Like the prodigal son, I realized my error in following Archbishop Lefebvre into schism, and I was now making my way home to Holy Mother Church. Through his generous papal indult in Ecclesia Dei Adflicta, John Paul II was exactly like the father in Christ's parable: He was living up to his title "Pope," which means "Father," by welcoming into the Church his Traditionalist sons and daughters who in 1988 had followed Archbishop Lefebvre out of the vineyard of authentic Catholic Tradition.
Was Archbishop Lefebvre Excommunicated?
The last argument I consistently came across within SSPX circles is more of a technical one that never affected my decision to reconcile with the Church. In fact, I myself never thought about researching an answer to this question, but rather stumbled across the answer accidentally while researching my thesis. Even so, the argument is made often enough to deserve mention. It's the claim that the Church never actually excommunicated Archbishop Lefebvre, but rather informed him that he was automatically excommunicated by virtue of canon law itself.
The Church can excommunicate an individual in two ways. The first is by means of latae sententiae excommunication. This means that the offender is automatically excommunicated by virtue of the law itself, and thus the sentence need not be imposed by a judge within the Church. However, in order for such an excommunication to be enforced by canon law, a legitimate Church authority must still declare that the excommunication has taken place.
The second method of imposing an excommunication is by ferendae sententiae. This refers to the decision of a judge in a Church tribunal.

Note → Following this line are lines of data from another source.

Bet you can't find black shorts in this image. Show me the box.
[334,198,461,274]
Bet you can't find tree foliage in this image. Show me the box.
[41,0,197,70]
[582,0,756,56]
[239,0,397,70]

Archbishop Lefebvre was excommunicated by virtue of the law, and not by any penalty imposed by a judge. However, Lefebvre's apologists fail to note in making this argument that his excommunication was subsequently declared by the Church. Cardinal Gantin, in a decree from the Congregation for Bishops dated July 1, 1988, declared on behalf of the Church the excommunication of Archbishop Lefebvre as follows:
Monsignor Marcel Lefebvre, Archbishop-Bishop Emeritus of Tulle, notwithstanding the formal canonical warning of 17 June last and the repeated appeals to desist from his intention, has performed a schismatic act by the episcopal consecration of four priests, without pontifical mandate and contrary to the will of the Supreme Pontiff, and has therefore incurred the penalty envisaged by Canon 1364, paragraph 1, and canon 1382 of the Code of Canon Law. . . . Having taken account of all the juridical effects, I declare that the above-mentioned Archbishop Lefebvre, and Bernard Fellay, Bernard Tissier de Mallerais, Richard Williamson and Alfonso de Galarreta have incurred ipso facto excommunication latae sententiae reserved to the Apostolic See.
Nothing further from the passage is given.